A total of sixteen businesses, entrepreneurs, partnership entities and community-owned enterprises were honoured during a gala dinner event in downtown Vancouver on Oct. 17.  

The event hosted by BC Achievement Foundation was hosted by Musqueam siblings Larissa and Wade Grant, and drew more than 650 guests from across the province. 

In one of the first awards of the night, Paul Natrall of Squamish Nation was given the Young Entrepreneur of the Year award for his business, Mr.

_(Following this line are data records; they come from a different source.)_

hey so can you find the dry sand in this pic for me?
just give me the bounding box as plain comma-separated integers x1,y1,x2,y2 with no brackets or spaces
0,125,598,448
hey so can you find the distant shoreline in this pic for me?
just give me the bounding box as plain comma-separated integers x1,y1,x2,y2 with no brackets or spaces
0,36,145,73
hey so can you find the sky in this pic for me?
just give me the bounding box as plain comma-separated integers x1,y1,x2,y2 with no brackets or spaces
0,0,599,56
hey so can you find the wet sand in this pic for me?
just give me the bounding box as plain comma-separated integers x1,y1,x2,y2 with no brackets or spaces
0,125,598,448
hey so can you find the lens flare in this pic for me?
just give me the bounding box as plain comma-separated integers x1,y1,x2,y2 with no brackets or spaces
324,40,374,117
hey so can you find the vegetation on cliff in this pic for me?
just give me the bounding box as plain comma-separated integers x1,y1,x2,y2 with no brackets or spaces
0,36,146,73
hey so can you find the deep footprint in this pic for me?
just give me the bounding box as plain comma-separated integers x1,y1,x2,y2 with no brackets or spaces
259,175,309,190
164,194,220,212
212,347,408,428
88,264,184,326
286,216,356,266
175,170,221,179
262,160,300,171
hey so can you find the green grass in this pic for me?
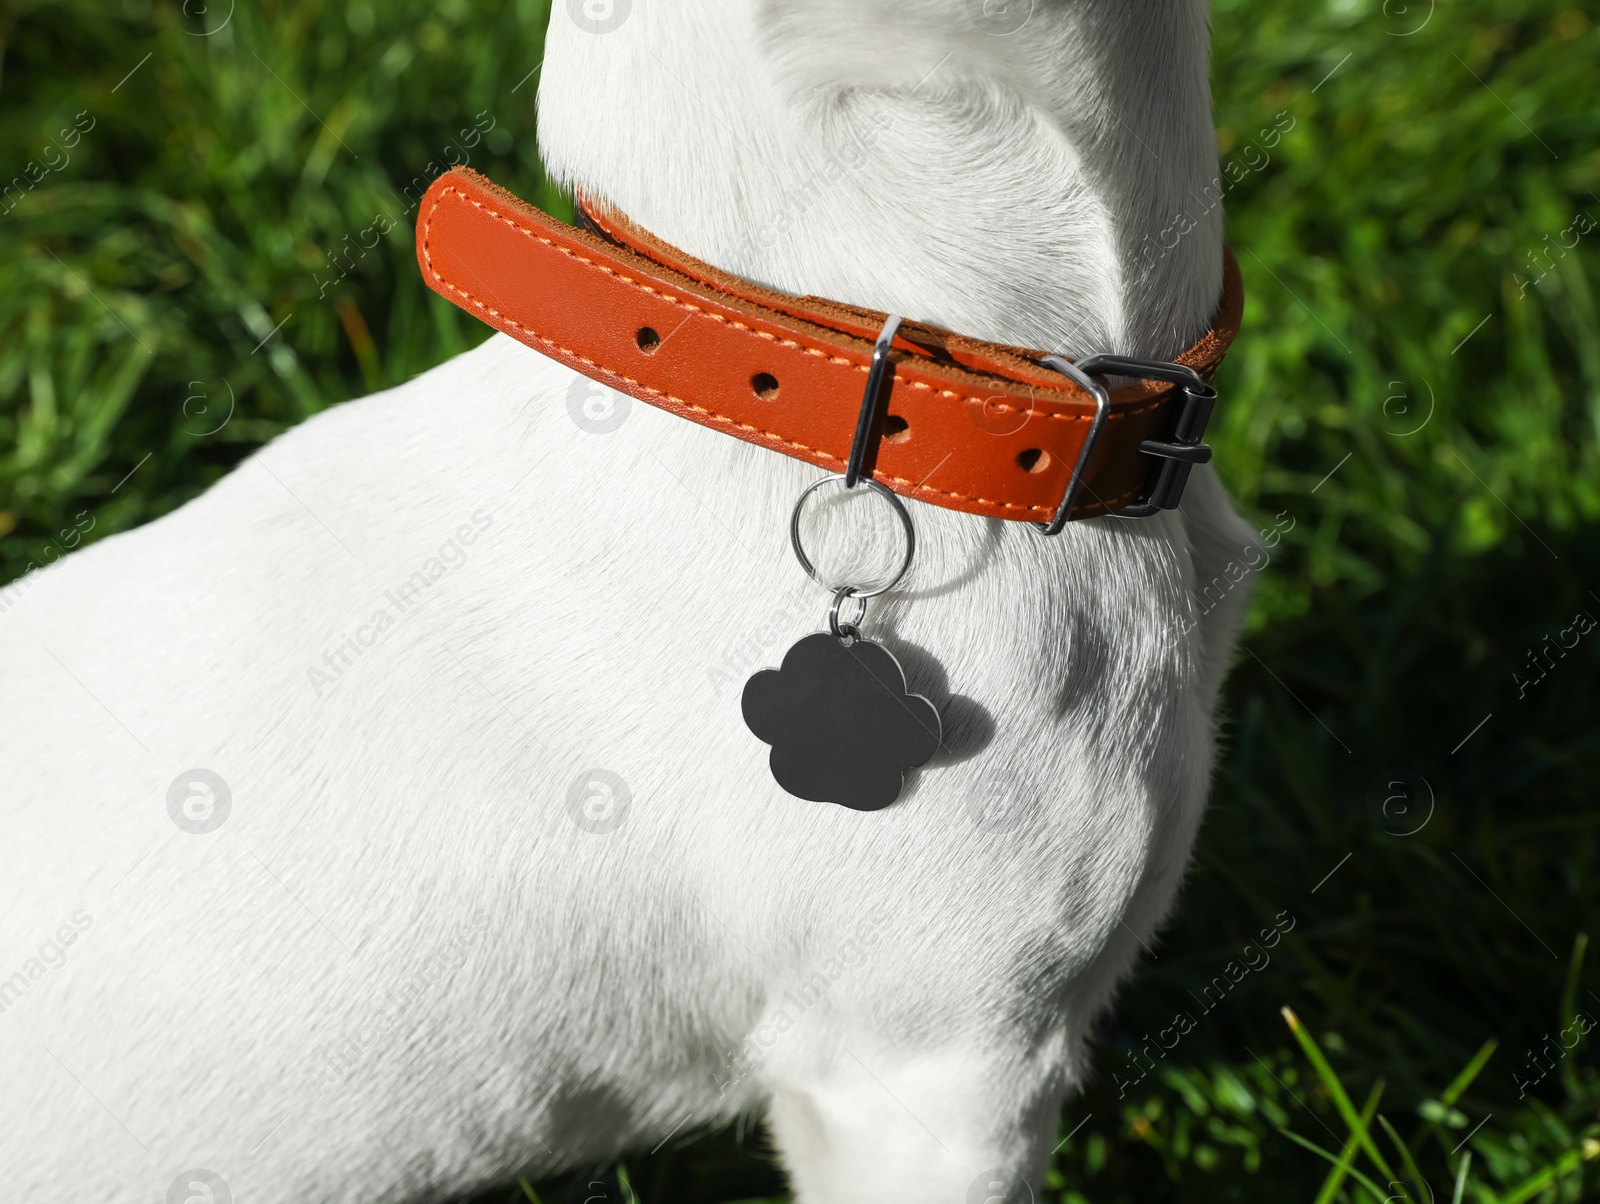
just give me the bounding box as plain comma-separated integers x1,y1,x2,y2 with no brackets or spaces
4,0,1600,1200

Bannock.  

Natrall first officially launched his food truck featuring Indigenous fusion cuisine in early 2018 and has been in demand among bannock lovers across the Lower Mainland and beyond — including serving a couple of thousand people on National Indigenous Peoples Day.  

“(We’re) Vancouver’s first Indigenous food truck, so it was huge for the city, and everyone’s been enjoying Indigenous cuisine,” Natrall said while accepting his award. 

He said he has been specializing in Indigenous cuisine for about a decade and that the best thing about being an entrepreneur is being able to share his food and traditional knowledge. 

Also being honoured this year was Stz’uminus First Nation’s Coast Salish Development Corporation. 

The Ladysmith-based business was honoured in the “outstanding business achievement” category for Community-Owned Business of the Year – Two or More Entities.  

Several Stz’uminus members attended the event, and Coun. Roxanne Harris accepted the award on behalf of the community. 

“I just want to say thank you to all of our Stz’uminus First Nation membership who believe in us, who push us forward to achieve higher, and achieve more and be the best that we can be,” Harris said. 

“We’re striving for more, we’ve set the bar high for ourselves, and … our goal is to make our nation self-sustaining through economic development.” 

The awardees of the BC Indigenous Business Award are nominated, then selected by a jury, which this year included Kim Baird, Jacob Beaton, Louis de Jaeger and Laurie Sterritt. 

BC Achievement Foundation chairwoman Anne Giardini said the awards aim to recognize enterprises that “create and expand opportunities, relationships and communities” for a prosperous future. 

“BC Achievement is particularly excited to highlight some of the many Indigenous businesses across British Columbia that foster innovation,” she said. “Integrating the practices of the past with the economies of the future.”